INEOS Quattro Secures €500 Million Funding Package

By Amit Chowdhry ● Today at 10:13 AM

INEOS Quattro Holdings Limited announced it has lined up approximately €500 million of new funding through a pair of inventory monetization agreements expected to deliver about €300 million over an initial two-year period to January 2028, alongside €200 million of incremental equity funding committed by shareholders.

The additional liquidity measures were disclosed in the group’s trading statement for the fourth quarter of 2025 as the company reported weaker earnings amid soft global demand, margin pressure, and the impact of scheduled maintenance.

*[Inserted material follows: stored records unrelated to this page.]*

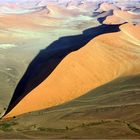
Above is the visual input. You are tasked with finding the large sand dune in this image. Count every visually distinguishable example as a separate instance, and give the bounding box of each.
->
[4,24,140,118]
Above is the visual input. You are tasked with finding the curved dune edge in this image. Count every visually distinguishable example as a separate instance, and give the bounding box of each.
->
[3,24,140,119]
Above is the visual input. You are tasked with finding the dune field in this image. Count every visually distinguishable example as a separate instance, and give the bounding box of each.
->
[0,0,140,139]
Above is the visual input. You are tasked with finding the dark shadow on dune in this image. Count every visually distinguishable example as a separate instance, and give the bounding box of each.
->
[6,25,119,114]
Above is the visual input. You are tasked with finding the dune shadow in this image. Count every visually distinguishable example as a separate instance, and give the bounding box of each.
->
[5,24,119,114]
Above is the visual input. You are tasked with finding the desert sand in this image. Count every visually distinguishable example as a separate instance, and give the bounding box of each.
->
[4,24,140,118]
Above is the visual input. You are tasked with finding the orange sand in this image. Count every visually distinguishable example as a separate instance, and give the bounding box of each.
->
[4,24,140,118]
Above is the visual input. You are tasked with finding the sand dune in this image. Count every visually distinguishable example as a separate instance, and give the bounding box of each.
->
[99,3,119,11]
[4,24,140,118]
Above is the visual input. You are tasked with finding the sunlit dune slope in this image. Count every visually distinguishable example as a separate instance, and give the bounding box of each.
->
[4,24,140,118]
[103,10,140,24]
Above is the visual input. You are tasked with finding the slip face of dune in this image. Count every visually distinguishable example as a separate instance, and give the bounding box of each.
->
[4,24,140,118]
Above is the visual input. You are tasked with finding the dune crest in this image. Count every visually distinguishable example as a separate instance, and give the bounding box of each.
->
[4,24,140,118]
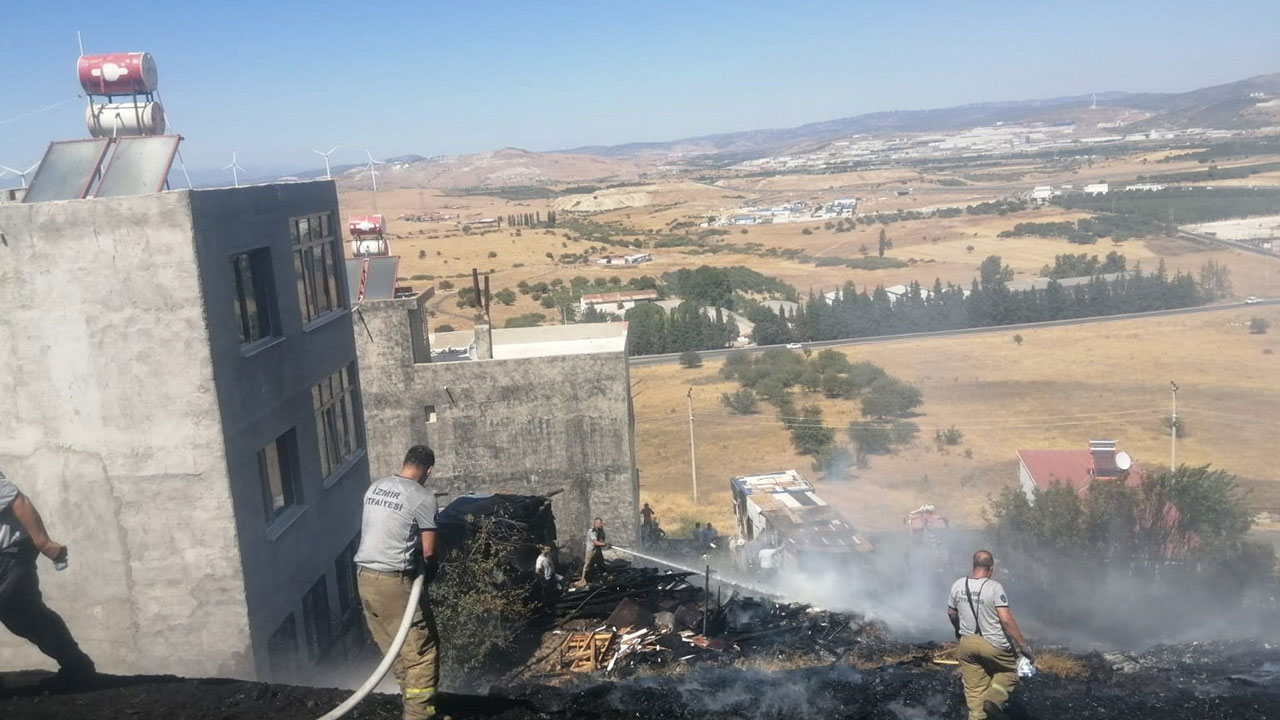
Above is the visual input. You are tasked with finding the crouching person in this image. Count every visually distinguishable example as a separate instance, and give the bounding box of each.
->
[356,445,440,720]
[947,550,1034,720]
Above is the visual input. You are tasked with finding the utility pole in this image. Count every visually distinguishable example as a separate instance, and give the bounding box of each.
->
[687,388,698,505]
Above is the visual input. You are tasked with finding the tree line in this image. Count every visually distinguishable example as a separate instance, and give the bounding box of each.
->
[622,300,739,355]
[746,255,1221,345]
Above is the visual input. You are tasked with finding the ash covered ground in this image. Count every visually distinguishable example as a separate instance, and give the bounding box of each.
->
[0,642,1280,720]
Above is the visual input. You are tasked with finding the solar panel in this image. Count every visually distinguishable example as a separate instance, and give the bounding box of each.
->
[22,137,111,202]
[364,258,399,300]
[347,258,365,302]
[95,135,180,197]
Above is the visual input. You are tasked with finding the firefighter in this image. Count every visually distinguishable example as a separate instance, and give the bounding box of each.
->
[582,518,609,583]
[0,471,95,684]
[356,445,440,720]
[947,550,1036,720]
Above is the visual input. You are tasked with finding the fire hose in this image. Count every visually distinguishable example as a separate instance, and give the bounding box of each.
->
[320,575,424,720]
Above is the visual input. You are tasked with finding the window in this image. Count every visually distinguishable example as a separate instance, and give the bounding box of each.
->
[333,536,360,618]
[289,213,344,323]
[311,363,360,478]
[266,612,298,682]
[232,247,279,345]
[257,430,302,523]
[302,575,333,661]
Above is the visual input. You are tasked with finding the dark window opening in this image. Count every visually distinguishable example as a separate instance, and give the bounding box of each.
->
[289,213,346,323]
[257,430,302,523]
[311,363,362,478]
[302,575,333,662]
[232,247,279,345]
[266,612,298,682]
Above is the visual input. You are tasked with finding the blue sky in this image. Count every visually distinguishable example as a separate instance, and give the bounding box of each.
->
[0,0,1280,176]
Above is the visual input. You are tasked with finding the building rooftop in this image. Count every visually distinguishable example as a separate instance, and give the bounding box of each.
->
[431,323,627,363]
[582,290,658,304]
[1018,450,1142,492]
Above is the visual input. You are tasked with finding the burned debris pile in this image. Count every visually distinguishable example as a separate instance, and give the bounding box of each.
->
[543,566,901,676]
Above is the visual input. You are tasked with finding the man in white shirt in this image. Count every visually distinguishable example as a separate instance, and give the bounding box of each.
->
[0,471,93,683]
[534,544,557,610]
[947,550,1036,720]
[356,445,440,720]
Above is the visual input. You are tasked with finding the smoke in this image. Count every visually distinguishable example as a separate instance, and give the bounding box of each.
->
[608,665,863,719]
[732,530,1280,651]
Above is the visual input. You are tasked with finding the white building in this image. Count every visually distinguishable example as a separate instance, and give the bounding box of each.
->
[579,290,658,315]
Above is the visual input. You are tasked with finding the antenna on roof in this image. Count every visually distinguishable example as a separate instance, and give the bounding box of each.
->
[311,143,338,179]
[223,150,244,187]
[0,163,40,188]
[1116,450,1133,471]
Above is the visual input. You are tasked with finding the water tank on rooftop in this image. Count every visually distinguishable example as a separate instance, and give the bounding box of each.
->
[84,101,165,137]
[76,53,160,95]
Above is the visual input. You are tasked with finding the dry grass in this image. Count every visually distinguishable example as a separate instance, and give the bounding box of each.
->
[632,307,1280,529]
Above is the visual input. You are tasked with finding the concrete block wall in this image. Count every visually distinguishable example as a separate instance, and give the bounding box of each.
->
[355,299,639,557]
[0,192,255,676]
[0,182,369,679]
[192,182,369,679]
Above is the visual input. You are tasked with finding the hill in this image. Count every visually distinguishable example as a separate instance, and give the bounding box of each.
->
[576,73,1280,158]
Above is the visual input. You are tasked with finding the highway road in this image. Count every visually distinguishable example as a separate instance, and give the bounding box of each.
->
[631,300,1280,366]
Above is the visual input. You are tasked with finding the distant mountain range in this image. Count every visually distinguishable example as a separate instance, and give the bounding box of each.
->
[564,73,1280,158]
[192,73,1280,188]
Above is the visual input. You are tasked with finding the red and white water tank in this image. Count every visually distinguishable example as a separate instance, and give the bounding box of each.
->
[76,53,160,95]
[84,101,165,137]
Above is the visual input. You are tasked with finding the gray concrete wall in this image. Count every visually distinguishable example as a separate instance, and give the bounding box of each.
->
[0,192,255,676]
[356,299,639,557]
[192,181,369,678]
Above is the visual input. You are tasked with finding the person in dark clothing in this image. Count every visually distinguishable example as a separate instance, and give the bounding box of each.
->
[0,471,95,682]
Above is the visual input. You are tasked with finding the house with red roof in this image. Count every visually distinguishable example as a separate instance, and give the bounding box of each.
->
[1018,439,1142,502]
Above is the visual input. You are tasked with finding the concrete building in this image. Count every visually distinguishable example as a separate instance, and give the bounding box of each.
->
[577,290,658,315]
[356,295,639,557]
[0,181,369,679]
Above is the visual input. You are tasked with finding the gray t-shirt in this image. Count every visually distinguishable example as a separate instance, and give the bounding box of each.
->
[0,470,27,553]
[947,578,1014,650]
[356,475,436,573]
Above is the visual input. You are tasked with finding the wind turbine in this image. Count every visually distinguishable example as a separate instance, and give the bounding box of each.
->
[0,163,40,187]
[223,150,244,187]
[311,145,338,179]
[365,150,387,196]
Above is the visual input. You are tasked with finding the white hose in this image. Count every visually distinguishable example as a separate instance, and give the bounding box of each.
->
[320,575,422,720]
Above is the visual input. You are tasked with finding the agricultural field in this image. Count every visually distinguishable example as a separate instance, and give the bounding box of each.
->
[631,302,1280,532]
[342,173,1276,327]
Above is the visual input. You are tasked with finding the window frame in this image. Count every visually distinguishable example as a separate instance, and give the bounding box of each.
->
[229,246,283,348]
[257,428,302,527]
[302,575,335,662]
[289,210,347,329]
[311,363,365,486]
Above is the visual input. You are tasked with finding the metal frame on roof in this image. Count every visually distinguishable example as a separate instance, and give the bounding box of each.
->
[93,135,182,197]
[22,137,111,202]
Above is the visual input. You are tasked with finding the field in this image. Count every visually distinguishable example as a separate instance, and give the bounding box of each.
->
[632,302,1280,529]
[340,144,1280,530]
[342,181,1276,327]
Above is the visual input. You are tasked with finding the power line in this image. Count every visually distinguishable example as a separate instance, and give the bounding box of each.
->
[0,95,84,126]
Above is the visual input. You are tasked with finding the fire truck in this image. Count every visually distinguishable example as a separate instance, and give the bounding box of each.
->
[730,470,874,570]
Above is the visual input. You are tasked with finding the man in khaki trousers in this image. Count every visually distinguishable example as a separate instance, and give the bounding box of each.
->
[356,445,440,720]
[947,550,1034,720]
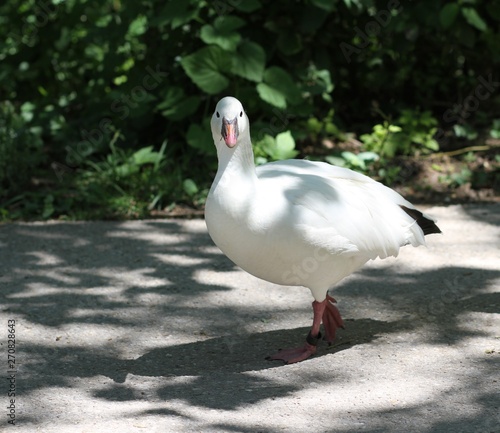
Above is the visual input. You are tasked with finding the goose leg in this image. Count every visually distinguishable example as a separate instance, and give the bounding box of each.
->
[266,295,343,364]
[323,295,344,343]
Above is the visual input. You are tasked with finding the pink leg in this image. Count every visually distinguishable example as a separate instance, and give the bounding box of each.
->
[323,295,344,343]
[267,295,343,364]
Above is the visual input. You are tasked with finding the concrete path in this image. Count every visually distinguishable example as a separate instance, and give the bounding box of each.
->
[0,205,500,433]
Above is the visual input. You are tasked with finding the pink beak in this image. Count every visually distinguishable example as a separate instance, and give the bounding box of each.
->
[221,117,239,147]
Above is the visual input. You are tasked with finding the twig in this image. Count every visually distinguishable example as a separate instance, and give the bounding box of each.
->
[428,145,499,158]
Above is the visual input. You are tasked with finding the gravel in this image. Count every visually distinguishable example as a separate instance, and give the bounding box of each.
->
[0,204,500,433]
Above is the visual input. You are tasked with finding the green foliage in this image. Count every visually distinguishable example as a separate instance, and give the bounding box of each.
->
[490,119,500,139]
[0,0,500,219]
[361,110,439,158]
[254,131,299,164]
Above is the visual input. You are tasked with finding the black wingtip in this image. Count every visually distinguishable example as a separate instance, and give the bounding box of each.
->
[400,205,441,235]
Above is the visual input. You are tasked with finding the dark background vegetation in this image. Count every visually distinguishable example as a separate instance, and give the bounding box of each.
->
[0,0,500,221]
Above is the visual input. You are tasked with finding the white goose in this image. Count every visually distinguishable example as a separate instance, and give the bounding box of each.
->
[205,97,441,363]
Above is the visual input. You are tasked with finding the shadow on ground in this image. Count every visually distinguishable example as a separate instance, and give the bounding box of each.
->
[0,204,500,433]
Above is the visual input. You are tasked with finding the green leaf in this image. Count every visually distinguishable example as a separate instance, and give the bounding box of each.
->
[231,41,266,82]
[181,45,231,95]
[273,131,299,159]
[490,119,500,139]
[157,87,200,121]
[235,0,262,13]
[182,179,199,197]
[311,0,336,12]
[152,0,196,29]
[127,15,148,36]
[257,66,301,108]
[439,3,460,29]
[277,29,302,56]
[200,16,245,51]
[257,83,286,108]
[462,8,488,32]
[186,120,216,155]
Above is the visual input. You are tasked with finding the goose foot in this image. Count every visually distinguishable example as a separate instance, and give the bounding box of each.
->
[266,295,344,364]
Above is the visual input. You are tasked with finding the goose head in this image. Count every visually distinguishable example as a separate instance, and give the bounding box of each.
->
[210,96,249,149]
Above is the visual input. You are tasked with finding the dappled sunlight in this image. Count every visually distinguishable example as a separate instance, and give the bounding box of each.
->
[0,204,500,433]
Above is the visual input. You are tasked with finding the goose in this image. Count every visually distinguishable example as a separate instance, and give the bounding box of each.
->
[205,96,441,364]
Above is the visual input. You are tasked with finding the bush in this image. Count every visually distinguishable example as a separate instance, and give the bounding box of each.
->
[0,0,500,217]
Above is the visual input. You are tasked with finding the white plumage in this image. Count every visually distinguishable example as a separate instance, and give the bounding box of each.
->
[205,97,439,362]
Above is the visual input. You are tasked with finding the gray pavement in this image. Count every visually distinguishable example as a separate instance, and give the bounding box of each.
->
[0,205,500,433]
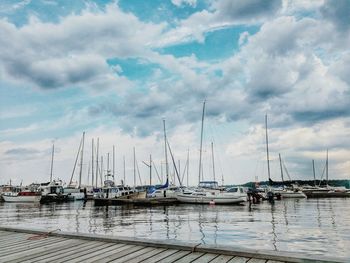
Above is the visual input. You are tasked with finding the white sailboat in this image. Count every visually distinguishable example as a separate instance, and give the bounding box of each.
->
[176,101,247,204]
[3,190,41,203]
[38,144,67,203]
[275,154,306,198]
[63,132,85,201]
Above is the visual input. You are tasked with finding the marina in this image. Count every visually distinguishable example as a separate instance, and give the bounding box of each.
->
[0,0,350,263]
[0,198,350,259]
[0,227,347,263]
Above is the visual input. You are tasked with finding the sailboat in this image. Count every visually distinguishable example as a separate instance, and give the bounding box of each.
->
[176,101,247,204]
[275,154,306,198]
[303,149,350,198]
[147,120,181,200]
[63,132,86,201]
[38,144,68,203]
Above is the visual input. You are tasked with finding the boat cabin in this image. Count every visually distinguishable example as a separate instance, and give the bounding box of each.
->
[198,181,219,189]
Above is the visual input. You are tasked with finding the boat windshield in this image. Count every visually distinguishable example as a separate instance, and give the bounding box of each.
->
[198,181,219,189]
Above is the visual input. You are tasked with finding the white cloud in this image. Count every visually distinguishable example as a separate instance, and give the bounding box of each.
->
[171,0,197,7]
[0,4,164,91]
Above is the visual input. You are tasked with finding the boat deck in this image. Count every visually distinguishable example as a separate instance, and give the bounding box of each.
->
[0,227,349,263]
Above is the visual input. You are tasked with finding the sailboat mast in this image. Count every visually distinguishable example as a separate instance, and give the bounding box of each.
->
[211,142,215,182]
[163,119,169,182]
[91,138,94,188]
[50,143,55,183]
[326,149,328,186]
[107,153,109,174]
[113,145,115,180]
[149,154,152,185]
[134,147,136,189]
[100,156,103,187]
[95,138,100,188]
[278,153,284,187]
[312,160,316,186]
[198,101,205,186]
[187,149,190,187]
[123,155,125,185]
[265,115,271,182]
[78,132,85,188]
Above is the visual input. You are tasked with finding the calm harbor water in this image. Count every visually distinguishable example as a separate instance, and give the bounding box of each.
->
[0,198,350,258]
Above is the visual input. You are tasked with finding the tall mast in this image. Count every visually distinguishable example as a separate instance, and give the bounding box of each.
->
[91,138,94,188]
[149,154,152,185]
[198,101,205,186]
[50,143,55,183]
[265,114,271,185]
[95,138,100,188]
[78,132,85,188]
[113,145,115,181]
[107,153,109,175]
[278,153,284,187]
[134,147,136,189]
[123,155,125,185]
[326,149,328,186]
[312,160,316,186]
[100,155,103,187]
[211,142,215,184]
[163,119,169,182]
[187,149,190,187]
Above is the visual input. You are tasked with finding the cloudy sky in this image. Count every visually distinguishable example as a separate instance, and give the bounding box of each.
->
[0,0,350,185]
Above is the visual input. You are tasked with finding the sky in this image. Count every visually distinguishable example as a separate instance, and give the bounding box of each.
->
[0,0,350,185]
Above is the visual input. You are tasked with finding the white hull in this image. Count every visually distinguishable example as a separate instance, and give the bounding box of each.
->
[280,191,306,198]
[176,193,246,204]
[2,195,41,203]
[68,193,85,201]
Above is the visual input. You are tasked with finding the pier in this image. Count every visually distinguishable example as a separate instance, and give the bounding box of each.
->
[0,227,349,263]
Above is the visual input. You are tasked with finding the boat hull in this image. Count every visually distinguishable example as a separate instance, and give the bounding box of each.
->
[3,195,41,203]
[280,192,307,198]
[176,194,246,205]
[303,190,350,198]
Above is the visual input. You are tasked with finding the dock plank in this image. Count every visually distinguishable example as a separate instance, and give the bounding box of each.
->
[65,243,125,263]
[0,238,65,255]
[142,249,179,263]
[0,232,31,243]
[0,229,350,263]
[35,241,103,263]
[9,240,86,263]
[123,248,166,263]
[228,257,250,263]
[22,240,91,263]
[89,246,144,263]
[110,247,155,263]
[50,242,113,263]
[192,253,219,263]
[84,244,139,263]
[175,252,204,263]
[157,250,191,263]
[1,239,78,262]
[247,258,267,263]
[0,235,59,250]
[210,255,233,263]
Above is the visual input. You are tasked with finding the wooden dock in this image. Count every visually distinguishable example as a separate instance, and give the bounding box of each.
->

Based on unaudited management information, the group reported EBITDA of €77 million in Q4 2025, down from €155 million in Q4 2024 and €177 million in Q3 2025. Full-year EBITDA was €717 million, compared with €912 million in 2024. The quarter reflected approximately €14 million of non-cash inventory holding losses tied to declining raw material and product prices, as well as approximately €25 million of impact from scheduled major turnarounds at the Antwerp facility within INEOS Styrolution and at the Rafnes facility within Inovyn.

The group said trading conditions remained very challenging across regions. In Europe, weak demand, elevated energy and feedstock costs, and competitive imports continued to pressure margins, while the Americas saw predominantly soft markets with downward price pressure. In Asia, oversupply in China continued to weigh on margins. The fourth quarter also saw seasonal demand weakness alongside elevated year-end inventory levels in downstream customer markets.

Management said it is maintaining a focus on operational discipline and cost control, including tighter controls on discretionary fixed costs and a review of capital projects to defer or reduce discretionary spending and scheduled turnarounds, where safe to do so. The group also said it has implemented ongoing restructuring initiatives, including reviewing its asset portfolio and closing specific plants where appropriate, to improve utilization and reduce fixed costs.

Performance varied across the portfolio in the quarter. Styrolution reported EBITDA of €31 million, slightly higher than €28 million in Q4 2024, with full-year EBITDA of €285 million compared to €298 million in 2024. Inovyn reported EBITDA of €46 million, down from €102 million in Q4 2024, with full-year EBITDA of €212 million compared to €348 million in 2024, as weak market conditions reduced volumes and unit margins, and planned maintenance in Rafnes further affected output.

INEOS Acetyls reported EBITDA of €21 million versus €23 million a year earlier, with full-year EBITDA of €220 million, broadly flat year over year, as robust Asian demand was offset by new Chinese capacity that pressured margins and export pricing. INEOS Aromatics reported EBITDA of €(21) million versus €2 million in Q4 2024, with full-year EBITDA of €nil compared with €47 million in 2024, as destocking and seasonal demand softness reduced PTA sales and new capacity in China compressed margins in Asia.

On the balance sheet, net debt was approximately €5,524 million as of December 31, 2025, with cash balances of €1,682 million and €435 million in undrawn securitization facilities. Net debt leverage was approximately 7.7 times EBITDA at year’s end. In January 2026, the group also extended its trade receivables securitization programmes for a further three years to January 2029 for a total quantum of €790 million, and said those facilities remain undrawn.

The company said it remains confident in a medium-term recovery of the chemical cycle and that available liquidity is sufficient to cover upcoming debt maturities in January 2027, while it continues to evaluate refinancing opportunities to preserve liquidity and manage its maturity profile. Against that backdrop, the newly disclosed €500 million package, combining €300 million of expected inventory monetization funding and €200 million of committed shareholder equity, represents a central pillar of its near-term liquidity plan through early 2028.